Complexation forces in aqueous solution. Calorimetric studies of the association of 2-hydroxypropyl-b-cyclodextrin with monocarboxylic acids or cycloalkanols.

The formation of complexes between 2-hydroxypropyl-b-cyclodextrin and monocarboxylic acids or cycloalkanols has been studied calorimetrically at 298 K in phosphate buffer, pH 11.3. The forces involved in the assocn. process are discussed in the light of the signs and values of the thermodn. parameters obtained: assocn. enthalpy, binding const., Gibbs free energy, and entropy. For monocarboxylic acids, hydrophobic interactions are the primary force detg. complexation, as indicated by the small enthalpies and by the high and pos. entropies. For the cycloalkanols, instead, enthalpies are neg. and entropies pos. or neg., depending on the solvent medium employed, namely water or phosphate buffer. The most important requirement for the formation of the complex is a good spatial fit between the two interacting mols. A cavity elongation effect occurs because of the presence of the hydroxypropyl groups on the rim of the macrocycle.
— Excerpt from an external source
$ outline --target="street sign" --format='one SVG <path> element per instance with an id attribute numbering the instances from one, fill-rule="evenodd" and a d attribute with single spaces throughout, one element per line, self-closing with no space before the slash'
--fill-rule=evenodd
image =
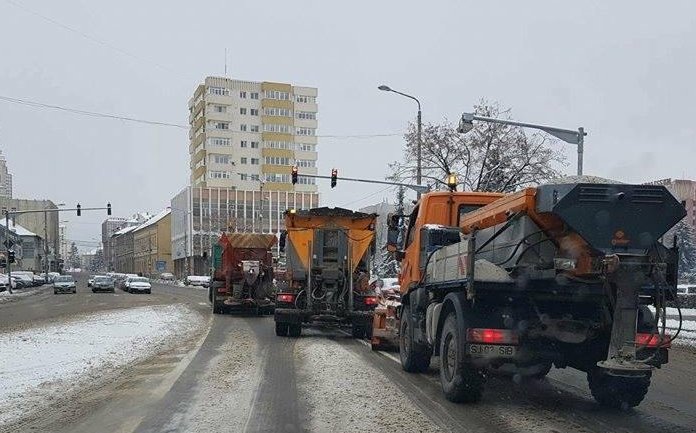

The relative contribution of hydrophobic and van der Waals interactions varies with the dimensions of the guest mols. A linear correlation exists between enthalpy and entropy of complexation, underlying that inclusion is a process dominated by hydration phenomena and ascribed to the modifications experienced by the solvent in the hydration shells of the interacting substances.